First thing first, she tries to save them from Centers of Identification and Expulsion (Cie in Italian) and Centers of Reception (Cara). It looks like a paradox for the second option, but “reception” wasn’t only an inappropriate term,  but also an easy spot to find human commodity: you understand it from what traffickers say, “for example one says ‘ours arrived, and be calm, they’re in Cara and it will be easy to take them’. No girl really knows what expect her outside the center. They put them in a car and that’s it. But danger is not only out there, someone talks of violence even inside the center, ‘men in uniform’. Those girls can afford only on friends’ help, of Italian families and, I’ve got to admit, ex customers”.

La tratta delle donne italiane, un trafiletto comparso su Il Giornale d'Italia nel 1902
Human trafficking in Italy, article written in 1902

In this chain the “final users”, as they have been called in politicians language, are the best, or at least they are not bad: far from the stereotype of being filthy, obscene exploiters, these men can be kind of empathetic. Isokè herself is married with an Italian ex customer. “I’m tired to see that nothing right is decided, there’s no political interest in facing seriously this problem. Even girls recognized as victims of trafficking don’t get any adequate support. They’re put with addicts, what’s the point?”. It would be a good start the closure of centers grown in emergency, not efficient and open to criminality, or turn them into Services for the Protection of Refugees (Sprar in Italian), active with this purpose since 2001. All the associations request that. Why is not done (but what happened with criminal organizations in these months in Rome explains a lot)?
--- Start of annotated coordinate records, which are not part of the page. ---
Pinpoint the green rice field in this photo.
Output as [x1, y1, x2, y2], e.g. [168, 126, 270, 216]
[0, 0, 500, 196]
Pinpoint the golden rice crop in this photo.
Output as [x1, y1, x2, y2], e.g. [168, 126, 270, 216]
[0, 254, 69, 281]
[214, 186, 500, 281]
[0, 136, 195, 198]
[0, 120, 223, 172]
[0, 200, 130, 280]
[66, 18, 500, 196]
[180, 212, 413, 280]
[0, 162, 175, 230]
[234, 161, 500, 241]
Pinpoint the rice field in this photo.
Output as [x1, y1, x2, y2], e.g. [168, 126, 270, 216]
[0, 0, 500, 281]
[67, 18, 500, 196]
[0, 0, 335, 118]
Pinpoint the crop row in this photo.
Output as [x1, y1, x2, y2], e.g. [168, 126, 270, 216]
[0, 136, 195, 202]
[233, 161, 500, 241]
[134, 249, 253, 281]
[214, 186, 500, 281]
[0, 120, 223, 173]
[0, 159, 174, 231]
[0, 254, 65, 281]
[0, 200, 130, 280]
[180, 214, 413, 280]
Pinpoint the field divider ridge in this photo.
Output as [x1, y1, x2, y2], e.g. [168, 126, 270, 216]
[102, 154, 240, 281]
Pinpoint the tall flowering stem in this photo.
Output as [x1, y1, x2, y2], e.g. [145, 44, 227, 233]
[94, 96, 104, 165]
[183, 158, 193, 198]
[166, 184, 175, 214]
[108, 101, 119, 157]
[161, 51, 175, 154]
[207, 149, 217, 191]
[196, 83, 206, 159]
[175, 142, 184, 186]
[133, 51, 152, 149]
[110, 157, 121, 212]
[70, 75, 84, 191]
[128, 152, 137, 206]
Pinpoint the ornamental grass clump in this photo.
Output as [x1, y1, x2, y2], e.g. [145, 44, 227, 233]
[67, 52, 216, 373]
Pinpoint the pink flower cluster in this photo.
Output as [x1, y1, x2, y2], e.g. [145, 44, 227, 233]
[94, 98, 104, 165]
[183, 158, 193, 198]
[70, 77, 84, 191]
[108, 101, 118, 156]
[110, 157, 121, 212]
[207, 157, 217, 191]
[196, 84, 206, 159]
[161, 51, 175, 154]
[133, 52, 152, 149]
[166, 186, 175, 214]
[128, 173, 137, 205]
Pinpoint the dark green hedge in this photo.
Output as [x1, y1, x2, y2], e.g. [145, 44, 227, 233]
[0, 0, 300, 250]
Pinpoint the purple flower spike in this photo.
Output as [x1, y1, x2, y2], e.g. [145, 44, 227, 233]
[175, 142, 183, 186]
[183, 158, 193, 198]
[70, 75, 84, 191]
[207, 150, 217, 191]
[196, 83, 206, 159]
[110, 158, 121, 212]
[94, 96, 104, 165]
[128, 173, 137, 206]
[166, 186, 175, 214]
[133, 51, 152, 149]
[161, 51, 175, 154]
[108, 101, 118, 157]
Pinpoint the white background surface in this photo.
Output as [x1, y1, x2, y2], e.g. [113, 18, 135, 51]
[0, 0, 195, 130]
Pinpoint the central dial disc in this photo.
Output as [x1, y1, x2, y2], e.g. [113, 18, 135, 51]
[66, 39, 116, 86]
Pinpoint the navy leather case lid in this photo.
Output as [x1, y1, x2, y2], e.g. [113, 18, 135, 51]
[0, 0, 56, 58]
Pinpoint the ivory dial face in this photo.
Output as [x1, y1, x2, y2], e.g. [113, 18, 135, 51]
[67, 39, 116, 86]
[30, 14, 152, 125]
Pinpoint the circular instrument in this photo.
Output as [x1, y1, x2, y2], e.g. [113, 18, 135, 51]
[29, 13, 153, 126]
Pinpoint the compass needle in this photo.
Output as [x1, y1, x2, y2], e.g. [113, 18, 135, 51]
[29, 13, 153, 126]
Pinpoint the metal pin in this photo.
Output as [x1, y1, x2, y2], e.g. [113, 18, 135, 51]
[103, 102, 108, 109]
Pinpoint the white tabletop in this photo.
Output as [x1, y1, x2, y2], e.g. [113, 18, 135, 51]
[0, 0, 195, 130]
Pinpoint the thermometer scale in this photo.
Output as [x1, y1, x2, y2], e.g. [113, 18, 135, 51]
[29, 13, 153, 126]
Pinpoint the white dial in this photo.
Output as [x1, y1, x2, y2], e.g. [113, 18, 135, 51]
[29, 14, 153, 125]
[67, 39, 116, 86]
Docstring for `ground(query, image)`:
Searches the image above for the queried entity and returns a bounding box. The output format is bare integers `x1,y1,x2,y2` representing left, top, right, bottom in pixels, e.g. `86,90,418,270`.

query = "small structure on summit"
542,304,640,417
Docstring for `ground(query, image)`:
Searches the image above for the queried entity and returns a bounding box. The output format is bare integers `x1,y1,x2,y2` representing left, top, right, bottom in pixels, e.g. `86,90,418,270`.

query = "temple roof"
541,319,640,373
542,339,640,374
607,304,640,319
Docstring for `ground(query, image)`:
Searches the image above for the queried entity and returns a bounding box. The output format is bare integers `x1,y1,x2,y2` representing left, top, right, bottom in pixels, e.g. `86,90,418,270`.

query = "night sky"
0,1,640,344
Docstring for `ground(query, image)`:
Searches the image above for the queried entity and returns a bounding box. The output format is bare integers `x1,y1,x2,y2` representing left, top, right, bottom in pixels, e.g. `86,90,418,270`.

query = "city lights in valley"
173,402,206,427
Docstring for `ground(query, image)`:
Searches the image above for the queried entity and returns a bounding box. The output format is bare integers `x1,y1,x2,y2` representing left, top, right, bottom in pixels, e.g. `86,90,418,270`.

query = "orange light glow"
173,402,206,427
Women and kids shouldn’t be in these isolated structures, says Gemma Marino of Astra Association, “it’s a long time that we got evidence that women are also exploited”, Isokè would have a solution which got the very same principle of what could be done with feminine genital mutilations. Go and rescue, that’s the magic word, these girls from the bond with violence, that is other older women who probably lived the same when they were younger. In Nigeria are called maman. They carry on certain traditions and help Nigerian mafia to manage the girls. “But we shuold rescue at least 10 thousand women to break the cycle between them and the traffickers”. Rescue, not hit.